Students speak out about disabilities and awareness

Megan Braxmaier

Students and faculty met in the Pere Marquette room in Kirkhof on Tuesday to participate in a Q&A with four Grand Valley State University students who identify and live with a disability.

The Disability Support Resources office at GVSU reached out through a network of advisors to invite the students to provide a better insight about what it is like to live with a disability.

The students, Ashley Maloff, who lives with a chronic health condition; Derek Verbruggen, who lives with dyslexia; Juanita Lillie, who has Retinitis Pigmentosa, a degenerative eye disease and Molly Arnold, who is deaf, answered questions about their experiences inside and outside of the classroom.

Maloff, who is a first year graduate student at GVSU after studying at MSU, said she was diagnosed with her health condition when she was a junior in high school, and finds it most frustrating to explain her condition when she is still learning more about it herself. She knew she always wanted to become a teacher, and after she was diagnosed, she came to the conclusion that she wanted to be a special needs teacher and go into student affairs. Because of her disability, Maloff has been told that she should change her major and that obtaining her degree would be difficult, advice that she refused to follow.

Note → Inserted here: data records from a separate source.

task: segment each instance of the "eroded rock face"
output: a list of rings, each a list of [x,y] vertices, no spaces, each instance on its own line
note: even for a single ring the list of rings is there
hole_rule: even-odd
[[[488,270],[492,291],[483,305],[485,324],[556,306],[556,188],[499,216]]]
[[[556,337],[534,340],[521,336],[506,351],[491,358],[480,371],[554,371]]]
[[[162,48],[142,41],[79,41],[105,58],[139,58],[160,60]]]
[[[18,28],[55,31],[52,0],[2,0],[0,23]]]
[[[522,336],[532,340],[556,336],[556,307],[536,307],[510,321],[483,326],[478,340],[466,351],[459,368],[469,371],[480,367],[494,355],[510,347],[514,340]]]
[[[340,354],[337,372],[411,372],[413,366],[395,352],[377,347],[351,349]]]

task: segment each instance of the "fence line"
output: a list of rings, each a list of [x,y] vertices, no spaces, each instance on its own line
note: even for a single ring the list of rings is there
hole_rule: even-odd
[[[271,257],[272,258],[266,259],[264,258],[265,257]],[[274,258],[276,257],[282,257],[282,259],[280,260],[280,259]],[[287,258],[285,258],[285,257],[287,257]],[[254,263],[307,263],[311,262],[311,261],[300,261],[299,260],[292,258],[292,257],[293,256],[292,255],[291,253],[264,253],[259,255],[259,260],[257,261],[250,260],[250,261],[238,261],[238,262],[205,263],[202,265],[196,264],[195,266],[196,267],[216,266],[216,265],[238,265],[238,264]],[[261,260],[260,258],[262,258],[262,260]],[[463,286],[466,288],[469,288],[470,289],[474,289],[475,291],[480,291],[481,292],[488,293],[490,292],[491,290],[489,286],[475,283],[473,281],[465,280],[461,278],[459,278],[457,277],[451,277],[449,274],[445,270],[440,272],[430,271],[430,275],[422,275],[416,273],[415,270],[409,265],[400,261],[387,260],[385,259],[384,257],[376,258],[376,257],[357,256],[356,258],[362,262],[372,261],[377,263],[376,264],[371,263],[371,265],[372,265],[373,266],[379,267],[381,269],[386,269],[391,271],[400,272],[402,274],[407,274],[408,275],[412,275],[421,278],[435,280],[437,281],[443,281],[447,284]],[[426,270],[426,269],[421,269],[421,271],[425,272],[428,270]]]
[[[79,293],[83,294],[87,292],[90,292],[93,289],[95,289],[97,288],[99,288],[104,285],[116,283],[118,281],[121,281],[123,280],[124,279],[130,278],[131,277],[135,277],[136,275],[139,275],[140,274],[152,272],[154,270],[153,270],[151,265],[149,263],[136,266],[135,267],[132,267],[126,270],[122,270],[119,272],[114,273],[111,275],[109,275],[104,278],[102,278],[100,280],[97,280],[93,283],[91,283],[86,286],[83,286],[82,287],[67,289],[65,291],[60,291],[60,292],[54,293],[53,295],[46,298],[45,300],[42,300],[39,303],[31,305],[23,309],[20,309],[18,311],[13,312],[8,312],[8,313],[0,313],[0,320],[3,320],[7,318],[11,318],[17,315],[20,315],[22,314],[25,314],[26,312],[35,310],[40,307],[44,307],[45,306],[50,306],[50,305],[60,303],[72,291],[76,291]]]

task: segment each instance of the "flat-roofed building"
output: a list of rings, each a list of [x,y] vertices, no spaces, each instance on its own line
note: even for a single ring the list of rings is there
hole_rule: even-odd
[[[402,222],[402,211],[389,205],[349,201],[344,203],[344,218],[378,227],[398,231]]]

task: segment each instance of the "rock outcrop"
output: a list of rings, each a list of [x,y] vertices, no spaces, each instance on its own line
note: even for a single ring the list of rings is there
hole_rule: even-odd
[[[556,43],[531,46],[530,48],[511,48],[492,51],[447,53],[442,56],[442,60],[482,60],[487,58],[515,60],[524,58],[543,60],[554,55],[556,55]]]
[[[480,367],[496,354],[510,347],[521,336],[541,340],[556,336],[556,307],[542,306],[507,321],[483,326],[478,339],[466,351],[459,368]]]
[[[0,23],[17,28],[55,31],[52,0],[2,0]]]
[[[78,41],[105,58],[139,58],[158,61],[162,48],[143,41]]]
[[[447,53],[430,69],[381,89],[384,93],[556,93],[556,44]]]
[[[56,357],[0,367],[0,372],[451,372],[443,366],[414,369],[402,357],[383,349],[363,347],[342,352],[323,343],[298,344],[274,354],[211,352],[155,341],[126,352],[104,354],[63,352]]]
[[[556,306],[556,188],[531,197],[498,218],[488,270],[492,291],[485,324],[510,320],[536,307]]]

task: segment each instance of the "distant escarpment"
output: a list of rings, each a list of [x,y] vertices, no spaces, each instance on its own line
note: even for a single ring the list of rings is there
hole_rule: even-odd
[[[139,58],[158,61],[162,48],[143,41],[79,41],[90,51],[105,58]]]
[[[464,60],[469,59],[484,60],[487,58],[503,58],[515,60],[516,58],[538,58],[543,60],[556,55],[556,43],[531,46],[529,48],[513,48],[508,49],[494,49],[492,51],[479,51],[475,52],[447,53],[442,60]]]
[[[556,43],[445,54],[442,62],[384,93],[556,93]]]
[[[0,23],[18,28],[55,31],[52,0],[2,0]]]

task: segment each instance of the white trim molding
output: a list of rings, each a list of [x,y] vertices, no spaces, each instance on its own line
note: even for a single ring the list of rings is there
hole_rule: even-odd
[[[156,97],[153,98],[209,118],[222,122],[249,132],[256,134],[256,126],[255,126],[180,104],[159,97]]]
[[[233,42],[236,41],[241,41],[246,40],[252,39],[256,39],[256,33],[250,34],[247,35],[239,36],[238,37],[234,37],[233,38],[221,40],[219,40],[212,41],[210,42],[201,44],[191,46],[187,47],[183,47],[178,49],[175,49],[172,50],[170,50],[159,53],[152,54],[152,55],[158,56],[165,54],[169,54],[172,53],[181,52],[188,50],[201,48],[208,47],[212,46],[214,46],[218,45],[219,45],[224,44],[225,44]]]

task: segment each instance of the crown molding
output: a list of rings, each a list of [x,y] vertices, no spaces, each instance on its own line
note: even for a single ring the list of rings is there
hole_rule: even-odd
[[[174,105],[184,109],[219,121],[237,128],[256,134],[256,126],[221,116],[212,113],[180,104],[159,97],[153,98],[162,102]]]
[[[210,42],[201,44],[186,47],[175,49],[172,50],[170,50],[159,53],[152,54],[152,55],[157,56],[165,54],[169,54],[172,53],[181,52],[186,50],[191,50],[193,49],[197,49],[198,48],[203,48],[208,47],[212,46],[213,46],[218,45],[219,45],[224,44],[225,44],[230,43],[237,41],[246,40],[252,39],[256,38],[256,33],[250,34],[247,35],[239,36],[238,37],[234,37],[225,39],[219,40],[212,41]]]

“You can’t just tell a student to change their major because of a disability.” Maloff said.

Verbruggen, who was diagnosed his freshman year of high school, said there were many resources available to him to allow him to learn at the pace that was right for his level of learning. Due to his dyslexia, he finds that he is more of an auditory learner, and has access to audio versions of his textbooks, so he can listen to the chapters at a faster pace than if he were to read them.

Lillie has been living with RP ever since she was a young girl. She was initially nervous upon coming to GVSU because she didn’t know if she would have the proper accommodations available to her, but she said her experience at GVSU has been great and that the professors were very accommodating as long as you are willing to take the initiative and have good communication with them.

Disability Student Resources helped provide Arnold with accommodations to help with her hearing impairment in class. DSR can provide professors who share videos in class the option of captions with the videos for Arnold and other students with hearing impairments to read. Arnold is also a member of the American Sign language and culture club and had become fluent enough in ASL by the end of her freshman year to use an interpreter in her classes.

“It’s about advocating for yourself,” Lillie said. “I talk to my teachers before the semester to let them know about my disability so that we are both better prepared.”

According to their website and brochure, the mission statement of DSR is “to provide support services and accommodations that enhance the environment for persons with disabilities and to help educate the university community on disability issues.”

The DSR provides many services and accommodations to students who are living with all types of disabilities. They provide academic advising where students are assisted with course scheduling, provide alternate textbook formats and assistive technology, options for alternative test-taking, note-taking assistance, resource agents, tutoring, transportation services and provide documentation for students to disclose to their professors that lists the accommodations necessary for the students to learn.

Students can contact DSR at [email protected] or visit their website at gvsu.edu/dsr for more information.

Verbruggen said that if any students needed or wanted advice from a GVSU Student, or just someone to talk to, that he would even offer his own contact information.

“It’s better when you can talk to someone who is actually going through it themselves,” Verbruggen said.